When how and for what purpose the asset is used is predetermined, the customer can still direct the use if it holds the operating rights or if its design of the asset locked in that use (ASC 842-10-15-20(b)). This test frequently decides build-to-suit power purchase, tolling, and dedicated contract-manufacturing arrangements where the output terms are fixed at signing.

With predetermined use and neither operating rights nor a determinative design role, the customer does not direct the use and the arrangement is not a lease (ASC 842-10-15-20(b)).

Official guidance: FASB Accounting Standards Codification

Do the supplier's contractual rights go beyond protective rights and give it substantive decision-making over how and for what purpose the asset is used?

Terms designed to protect the supplier's interest in the asset, its personnel, or its regulatory compliance typically define the scope of the customer's right of use without preventing the customer from directing that use (ASC 842-10-15-20 through 15-26).
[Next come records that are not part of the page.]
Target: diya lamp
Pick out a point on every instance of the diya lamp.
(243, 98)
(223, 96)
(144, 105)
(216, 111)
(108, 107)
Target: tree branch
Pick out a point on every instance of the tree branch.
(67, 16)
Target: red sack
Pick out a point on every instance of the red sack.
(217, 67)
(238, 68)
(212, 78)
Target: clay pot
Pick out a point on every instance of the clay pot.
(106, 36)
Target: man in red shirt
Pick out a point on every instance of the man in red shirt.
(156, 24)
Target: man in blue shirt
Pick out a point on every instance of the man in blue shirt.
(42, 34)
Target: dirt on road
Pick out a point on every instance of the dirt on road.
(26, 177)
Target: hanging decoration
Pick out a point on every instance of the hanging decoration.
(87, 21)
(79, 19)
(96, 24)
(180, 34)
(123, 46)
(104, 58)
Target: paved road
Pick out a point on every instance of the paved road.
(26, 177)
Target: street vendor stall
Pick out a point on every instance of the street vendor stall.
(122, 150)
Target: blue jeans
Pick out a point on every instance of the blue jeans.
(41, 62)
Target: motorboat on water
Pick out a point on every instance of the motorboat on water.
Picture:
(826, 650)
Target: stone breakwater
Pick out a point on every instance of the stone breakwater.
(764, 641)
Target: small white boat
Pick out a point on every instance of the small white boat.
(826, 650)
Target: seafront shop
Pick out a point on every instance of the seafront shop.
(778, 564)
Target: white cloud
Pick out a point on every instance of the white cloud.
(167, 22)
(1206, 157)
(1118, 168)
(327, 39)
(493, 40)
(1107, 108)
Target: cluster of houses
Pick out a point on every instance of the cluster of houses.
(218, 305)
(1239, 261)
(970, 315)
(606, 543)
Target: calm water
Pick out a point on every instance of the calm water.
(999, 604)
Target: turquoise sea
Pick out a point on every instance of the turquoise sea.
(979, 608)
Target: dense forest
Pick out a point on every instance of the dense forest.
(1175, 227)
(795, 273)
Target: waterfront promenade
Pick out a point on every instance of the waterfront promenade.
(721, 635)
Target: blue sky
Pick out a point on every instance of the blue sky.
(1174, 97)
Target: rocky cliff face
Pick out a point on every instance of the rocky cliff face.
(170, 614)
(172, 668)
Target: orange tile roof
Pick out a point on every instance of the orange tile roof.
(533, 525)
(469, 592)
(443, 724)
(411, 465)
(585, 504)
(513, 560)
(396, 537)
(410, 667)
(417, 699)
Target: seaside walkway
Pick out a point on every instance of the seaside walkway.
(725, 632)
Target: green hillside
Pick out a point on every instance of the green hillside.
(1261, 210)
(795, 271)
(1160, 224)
Distinguish protective limits - a usage cap, mandated maintenance windows, required certifications - from genuine decision rights over what the asset does and for whom.

Supplier decision rights that go beyond protective terms mean the customer does not direct the use, so the arrangement is not a lease (ASC 842-10-15-20 through 15-26).

Official guidance: FASB Accounting Standards Codification

The arrangement contains a lease. How will the consideration be handled between the lease and any nonlease components?

Identify the separate lease components and the nonlease components first: activities that do not transfer a good or service to the customer, such as administrative tasks or reimbursement of the lessor's costs, are not components at all (ASC 842-10-15-30). Then select the allocation approach - relative standalone price allocation, or for lessees, the class-of-asset practical expedient to combine (ASC 842-10-15-37).

Separate the components and allocate the consideration on a relative standalone price basis (ASC 842-10-15-28 through 15-32). Account for the combined lease and nonlease components as a single lease component under the practical expedient (ASC 842-10-15-37). With no nonlease component, the entire consideration is allocated to the lease component (ASC 842-10-15-30).